The XML format has gained a significant footing in industry-specific e-business frameworks and dominates in cross-industry-process e-business frameworks. The use of XML-based e-business frameworks has increased more than the use of EDI-based e-business frameworks in 2004. In addition, the use of XML-based e-business frameworks has become more common in the new European market economies and in those industries for which there is an XML-based but no EDI-based industry-specific e-business framework. XML-based e-business frameworks seem to support a larger number of e-business functions than EDI-based e-business frameworks. If the company has adopted a large number of e-business functions, it will more likely replace EDI-based with XML-based e-business frameworks.

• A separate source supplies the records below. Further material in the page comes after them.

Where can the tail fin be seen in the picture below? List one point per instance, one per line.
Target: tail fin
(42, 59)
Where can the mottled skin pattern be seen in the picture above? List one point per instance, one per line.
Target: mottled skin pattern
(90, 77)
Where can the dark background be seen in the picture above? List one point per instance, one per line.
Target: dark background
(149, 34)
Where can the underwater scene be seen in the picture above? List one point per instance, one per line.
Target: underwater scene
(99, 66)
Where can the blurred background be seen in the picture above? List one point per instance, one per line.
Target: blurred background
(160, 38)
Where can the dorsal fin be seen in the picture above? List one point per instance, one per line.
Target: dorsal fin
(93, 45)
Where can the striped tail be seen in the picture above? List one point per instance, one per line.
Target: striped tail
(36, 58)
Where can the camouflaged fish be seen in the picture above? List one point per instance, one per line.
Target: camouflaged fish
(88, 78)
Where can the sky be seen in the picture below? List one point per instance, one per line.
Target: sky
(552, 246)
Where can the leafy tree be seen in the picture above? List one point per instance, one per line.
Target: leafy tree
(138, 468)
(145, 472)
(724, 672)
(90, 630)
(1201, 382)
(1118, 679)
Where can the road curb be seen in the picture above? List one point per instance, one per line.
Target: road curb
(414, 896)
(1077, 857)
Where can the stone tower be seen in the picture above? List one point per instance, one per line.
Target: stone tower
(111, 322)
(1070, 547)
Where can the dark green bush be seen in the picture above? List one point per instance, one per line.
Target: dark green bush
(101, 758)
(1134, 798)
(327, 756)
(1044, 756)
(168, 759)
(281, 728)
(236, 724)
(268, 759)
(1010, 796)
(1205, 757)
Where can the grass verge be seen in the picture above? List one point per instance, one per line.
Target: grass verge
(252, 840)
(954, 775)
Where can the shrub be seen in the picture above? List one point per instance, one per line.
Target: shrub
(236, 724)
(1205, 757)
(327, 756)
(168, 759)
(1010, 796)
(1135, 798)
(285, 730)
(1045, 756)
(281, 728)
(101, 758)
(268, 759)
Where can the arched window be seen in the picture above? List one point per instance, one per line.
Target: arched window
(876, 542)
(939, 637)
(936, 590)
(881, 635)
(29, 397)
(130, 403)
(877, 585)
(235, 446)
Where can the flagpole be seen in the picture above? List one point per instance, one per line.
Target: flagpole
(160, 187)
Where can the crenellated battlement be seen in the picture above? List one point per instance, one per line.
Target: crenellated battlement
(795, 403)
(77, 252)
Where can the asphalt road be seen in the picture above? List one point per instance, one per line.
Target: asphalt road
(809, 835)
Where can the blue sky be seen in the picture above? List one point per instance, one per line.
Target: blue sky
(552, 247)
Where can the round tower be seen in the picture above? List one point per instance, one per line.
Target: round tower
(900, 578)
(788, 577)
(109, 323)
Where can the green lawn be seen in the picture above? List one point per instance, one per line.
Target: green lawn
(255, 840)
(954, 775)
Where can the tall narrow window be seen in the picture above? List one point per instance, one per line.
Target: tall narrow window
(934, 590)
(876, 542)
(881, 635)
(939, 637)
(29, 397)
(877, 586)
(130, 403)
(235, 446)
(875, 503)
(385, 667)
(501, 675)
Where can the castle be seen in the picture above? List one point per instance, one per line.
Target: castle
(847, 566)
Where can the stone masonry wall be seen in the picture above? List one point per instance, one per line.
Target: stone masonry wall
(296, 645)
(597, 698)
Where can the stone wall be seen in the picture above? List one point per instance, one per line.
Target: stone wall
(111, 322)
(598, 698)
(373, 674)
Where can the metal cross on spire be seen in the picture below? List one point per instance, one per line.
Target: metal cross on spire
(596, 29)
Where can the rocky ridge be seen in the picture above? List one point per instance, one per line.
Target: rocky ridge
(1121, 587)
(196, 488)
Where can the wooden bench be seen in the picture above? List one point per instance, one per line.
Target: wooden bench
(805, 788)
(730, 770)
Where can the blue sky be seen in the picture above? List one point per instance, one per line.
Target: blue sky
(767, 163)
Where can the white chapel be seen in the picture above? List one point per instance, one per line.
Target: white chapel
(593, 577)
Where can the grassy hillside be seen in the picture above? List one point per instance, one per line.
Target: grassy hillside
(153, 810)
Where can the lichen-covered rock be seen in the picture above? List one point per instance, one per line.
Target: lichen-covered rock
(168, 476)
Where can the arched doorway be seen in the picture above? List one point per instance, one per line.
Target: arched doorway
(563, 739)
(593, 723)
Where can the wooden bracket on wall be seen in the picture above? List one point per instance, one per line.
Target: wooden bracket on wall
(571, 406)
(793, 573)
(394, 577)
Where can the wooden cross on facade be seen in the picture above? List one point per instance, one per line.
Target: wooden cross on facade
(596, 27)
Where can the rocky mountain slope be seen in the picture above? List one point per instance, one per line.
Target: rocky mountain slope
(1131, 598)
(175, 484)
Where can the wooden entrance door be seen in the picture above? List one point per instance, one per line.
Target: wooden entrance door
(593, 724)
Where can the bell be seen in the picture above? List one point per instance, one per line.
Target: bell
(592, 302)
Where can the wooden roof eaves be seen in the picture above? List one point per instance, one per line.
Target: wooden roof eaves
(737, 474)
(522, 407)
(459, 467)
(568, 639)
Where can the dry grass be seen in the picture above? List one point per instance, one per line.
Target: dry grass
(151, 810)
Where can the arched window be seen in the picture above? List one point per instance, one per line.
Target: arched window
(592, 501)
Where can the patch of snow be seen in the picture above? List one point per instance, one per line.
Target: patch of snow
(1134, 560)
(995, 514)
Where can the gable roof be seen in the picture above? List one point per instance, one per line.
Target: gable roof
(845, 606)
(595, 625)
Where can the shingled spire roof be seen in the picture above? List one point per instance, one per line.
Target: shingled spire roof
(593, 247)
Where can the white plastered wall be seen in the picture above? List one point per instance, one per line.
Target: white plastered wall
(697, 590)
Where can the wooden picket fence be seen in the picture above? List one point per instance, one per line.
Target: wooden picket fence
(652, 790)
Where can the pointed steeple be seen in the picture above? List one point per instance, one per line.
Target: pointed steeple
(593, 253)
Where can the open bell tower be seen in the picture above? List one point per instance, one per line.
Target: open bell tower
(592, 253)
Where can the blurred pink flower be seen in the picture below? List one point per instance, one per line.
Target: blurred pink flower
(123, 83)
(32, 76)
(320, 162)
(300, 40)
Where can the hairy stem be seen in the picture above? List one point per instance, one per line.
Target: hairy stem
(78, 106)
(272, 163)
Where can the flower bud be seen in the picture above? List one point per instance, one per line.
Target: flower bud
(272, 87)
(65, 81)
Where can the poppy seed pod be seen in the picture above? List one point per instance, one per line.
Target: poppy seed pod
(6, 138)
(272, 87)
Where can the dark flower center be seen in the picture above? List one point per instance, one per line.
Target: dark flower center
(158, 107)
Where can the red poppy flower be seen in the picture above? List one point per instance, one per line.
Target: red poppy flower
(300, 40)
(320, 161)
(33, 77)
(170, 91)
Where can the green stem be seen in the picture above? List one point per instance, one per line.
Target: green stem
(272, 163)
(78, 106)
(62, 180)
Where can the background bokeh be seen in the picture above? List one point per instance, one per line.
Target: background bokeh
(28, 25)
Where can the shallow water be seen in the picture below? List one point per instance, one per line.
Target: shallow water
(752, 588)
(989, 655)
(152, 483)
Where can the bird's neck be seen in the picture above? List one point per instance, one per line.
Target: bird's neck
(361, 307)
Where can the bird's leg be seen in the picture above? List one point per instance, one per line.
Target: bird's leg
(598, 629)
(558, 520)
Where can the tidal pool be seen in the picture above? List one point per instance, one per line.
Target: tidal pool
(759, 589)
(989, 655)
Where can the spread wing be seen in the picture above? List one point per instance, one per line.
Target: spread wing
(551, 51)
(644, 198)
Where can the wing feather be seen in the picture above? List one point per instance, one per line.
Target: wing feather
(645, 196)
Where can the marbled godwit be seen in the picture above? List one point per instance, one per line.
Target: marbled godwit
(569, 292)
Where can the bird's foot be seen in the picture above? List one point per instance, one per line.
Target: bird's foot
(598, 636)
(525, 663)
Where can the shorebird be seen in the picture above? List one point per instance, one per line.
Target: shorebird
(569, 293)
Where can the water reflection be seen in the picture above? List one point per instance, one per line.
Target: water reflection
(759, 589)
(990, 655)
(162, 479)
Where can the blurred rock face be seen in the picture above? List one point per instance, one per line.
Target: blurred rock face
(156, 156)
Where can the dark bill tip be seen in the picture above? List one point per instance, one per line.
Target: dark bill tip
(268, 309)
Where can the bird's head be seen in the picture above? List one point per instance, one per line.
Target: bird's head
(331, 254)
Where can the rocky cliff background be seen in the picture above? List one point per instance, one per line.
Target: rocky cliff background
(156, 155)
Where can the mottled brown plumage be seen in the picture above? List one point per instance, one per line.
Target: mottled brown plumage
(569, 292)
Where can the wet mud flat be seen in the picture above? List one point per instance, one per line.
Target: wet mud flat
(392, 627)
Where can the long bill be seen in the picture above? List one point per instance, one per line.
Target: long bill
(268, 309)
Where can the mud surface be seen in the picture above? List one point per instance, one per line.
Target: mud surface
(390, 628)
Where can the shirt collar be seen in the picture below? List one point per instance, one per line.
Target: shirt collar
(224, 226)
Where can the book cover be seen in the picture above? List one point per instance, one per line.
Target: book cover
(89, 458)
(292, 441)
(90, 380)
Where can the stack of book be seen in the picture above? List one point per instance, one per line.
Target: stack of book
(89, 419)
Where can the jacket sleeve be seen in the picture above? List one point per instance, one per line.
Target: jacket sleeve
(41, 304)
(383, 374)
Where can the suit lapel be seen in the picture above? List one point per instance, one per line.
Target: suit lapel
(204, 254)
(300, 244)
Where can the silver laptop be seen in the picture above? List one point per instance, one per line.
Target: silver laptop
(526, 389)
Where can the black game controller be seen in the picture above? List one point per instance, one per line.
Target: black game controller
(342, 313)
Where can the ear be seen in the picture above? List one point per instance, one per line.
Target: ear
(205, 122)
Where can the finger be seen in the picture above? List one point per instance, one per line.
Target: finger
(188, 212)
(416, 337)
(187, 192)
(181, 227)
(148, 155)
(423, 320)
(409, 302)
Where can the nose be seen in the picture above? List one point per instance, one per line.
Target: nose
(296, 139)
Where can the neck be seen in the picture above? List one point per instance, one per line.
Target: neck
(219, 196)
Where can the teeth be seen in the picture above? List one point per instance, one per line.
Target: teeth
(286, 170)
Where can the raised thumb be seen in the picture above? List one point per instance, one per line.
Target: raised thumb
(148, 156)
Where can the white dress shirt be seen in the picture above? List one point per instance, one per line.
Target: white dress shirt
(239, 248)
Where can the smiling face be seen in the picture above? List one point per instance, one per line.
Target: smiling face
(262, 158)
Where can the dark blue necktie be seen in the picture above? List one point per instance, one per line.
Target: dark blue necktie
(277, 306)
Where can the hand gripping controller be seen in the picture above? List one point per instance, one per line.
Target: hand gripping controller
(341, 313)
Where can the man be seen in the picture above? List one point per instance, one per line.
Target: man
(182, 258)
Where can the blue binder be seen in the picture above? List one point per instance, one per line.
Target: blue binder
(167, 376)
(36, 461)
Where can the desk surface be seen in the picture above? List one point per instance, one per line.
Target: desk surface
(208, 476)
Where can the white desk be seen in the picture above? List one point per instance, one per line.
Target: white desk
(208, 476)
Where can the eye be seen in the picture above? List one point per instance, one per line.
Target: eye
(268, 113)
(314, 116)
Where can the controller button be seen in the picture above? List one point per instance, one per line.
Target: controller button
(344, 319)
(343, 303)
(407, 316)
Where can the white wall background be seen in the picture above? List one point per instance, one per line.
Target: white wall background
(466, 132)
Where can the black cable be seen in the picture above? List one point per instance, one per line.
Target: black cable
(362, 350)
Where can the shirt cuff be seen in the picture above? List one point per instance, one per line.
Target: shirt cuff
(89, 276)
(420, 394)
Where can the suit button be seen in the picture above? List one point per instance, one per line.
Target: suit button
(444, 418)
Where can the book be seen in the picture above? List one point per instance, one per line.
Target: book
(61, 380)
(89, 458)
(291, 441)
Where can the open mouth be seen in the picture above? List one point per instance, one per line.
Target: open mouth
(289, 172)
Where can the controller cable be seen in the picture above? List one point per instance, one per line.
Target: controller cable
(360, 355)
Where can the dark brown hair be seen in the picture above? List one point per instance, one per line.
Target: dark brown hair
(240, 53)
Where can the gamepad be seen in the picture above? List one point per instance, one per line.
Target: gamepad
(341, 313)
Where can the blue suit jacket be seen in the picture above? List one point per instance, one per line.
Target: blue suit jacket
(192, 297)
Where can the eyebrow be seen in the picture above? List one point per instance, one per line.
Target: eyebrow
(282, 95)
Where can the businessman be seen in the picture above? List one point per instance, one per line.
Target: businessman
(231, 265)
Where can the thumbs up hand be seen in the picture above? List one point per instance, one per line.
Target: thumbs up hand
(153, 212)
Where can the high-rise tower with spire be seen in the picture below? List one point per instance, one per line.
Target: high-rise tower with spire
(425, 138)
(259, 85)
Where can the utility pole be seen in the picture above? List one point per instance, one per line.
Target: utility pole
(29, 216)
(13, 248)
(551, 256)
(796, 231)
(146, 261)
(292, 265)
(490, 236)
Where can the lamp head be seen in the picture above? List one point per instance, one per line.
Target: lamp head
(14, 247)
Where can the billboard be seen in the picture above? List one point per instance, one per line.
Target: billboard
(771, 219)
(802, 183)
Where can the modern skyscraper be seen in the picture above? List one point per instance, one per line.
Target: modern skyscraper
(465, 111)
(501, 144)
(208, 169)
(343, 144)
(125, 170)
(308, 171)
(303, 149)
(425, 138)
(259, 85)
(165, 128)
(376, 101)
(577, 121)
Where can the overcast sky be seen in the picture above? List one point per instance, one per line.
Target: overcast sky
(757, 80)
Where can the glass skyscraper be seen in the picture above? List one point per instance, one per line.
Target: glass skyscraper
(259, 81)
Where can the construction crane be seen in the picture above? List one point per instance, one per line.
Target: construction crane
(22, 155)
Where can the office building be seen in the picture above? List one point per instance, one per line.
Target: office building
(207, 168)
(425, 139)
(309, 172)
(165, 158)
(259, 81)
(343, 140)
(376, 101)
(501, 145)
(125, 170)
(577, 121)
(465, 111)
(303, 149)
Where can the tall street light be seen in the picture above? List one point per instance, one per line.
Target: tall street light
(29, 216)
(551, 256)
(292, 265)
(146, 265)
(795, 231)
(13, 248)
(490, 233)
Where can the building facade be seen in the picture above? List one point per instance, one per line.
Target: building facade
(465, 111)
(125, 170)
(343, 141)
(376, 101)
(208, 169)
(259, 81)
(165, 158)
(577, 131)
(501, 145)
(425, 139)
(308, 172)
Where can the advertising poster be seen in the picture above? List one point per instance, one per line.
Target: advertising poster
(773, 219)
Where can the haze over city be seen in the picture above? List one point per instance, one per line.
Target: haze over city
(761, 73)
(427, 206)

This thesis consists of an overview and of the following 5 publications:

  1. Nurmilaakso, J.M., Kotinurmi, P., 2004, A review of XML-based supply-chain integration, Production Planning & Control, Vol. 15, No. 6, pp. 608-621.
  2. Nurmilaakso, J.M., Kettunen, J., Seilonen, I., 2002, XML-based supply chain integration: a case study, Integrated Manufacturing Systems, Vol. 13, No. 8, pp. 586-595.
  3. Nurmilaakso, J.M., Kotinurmi, P., Laesvuori, H., 2006, XML-based e-business frameworks and standardization, Computer Standards & Interfaces, Vol. 28, No. 5, pp. 585-599. © 2006 Elsevier Science. By permission.
  4. Nurmilaakso, J.M., 2008, EDI, XML and e-business frameworks: a survey, Computers in Industry, Vol. 59, No. 4, pp. 370-379. © 2008 by author and © 2008 Elsevier Science. By permission.
  5. Nurmilaakso, J.M., 2008, Adoption of e-business functions and migration from EDI-based to XML-based e-business frameworks in supply chain integration, International Journal of Production Economics, Vol. 113, No. 2, pp. 721-733. © 2008 by author and © 2008 Elsevier Science. By permission.

Keywords: electronic business (e-business), supply chains, information sharing, standardization, integration systems, Extensible Markup Language (XML), Electronic Data Interchange (EDI)

This publication is copyrighted. You may download, display and print it for Your own personal use. Commercial use is prohibited.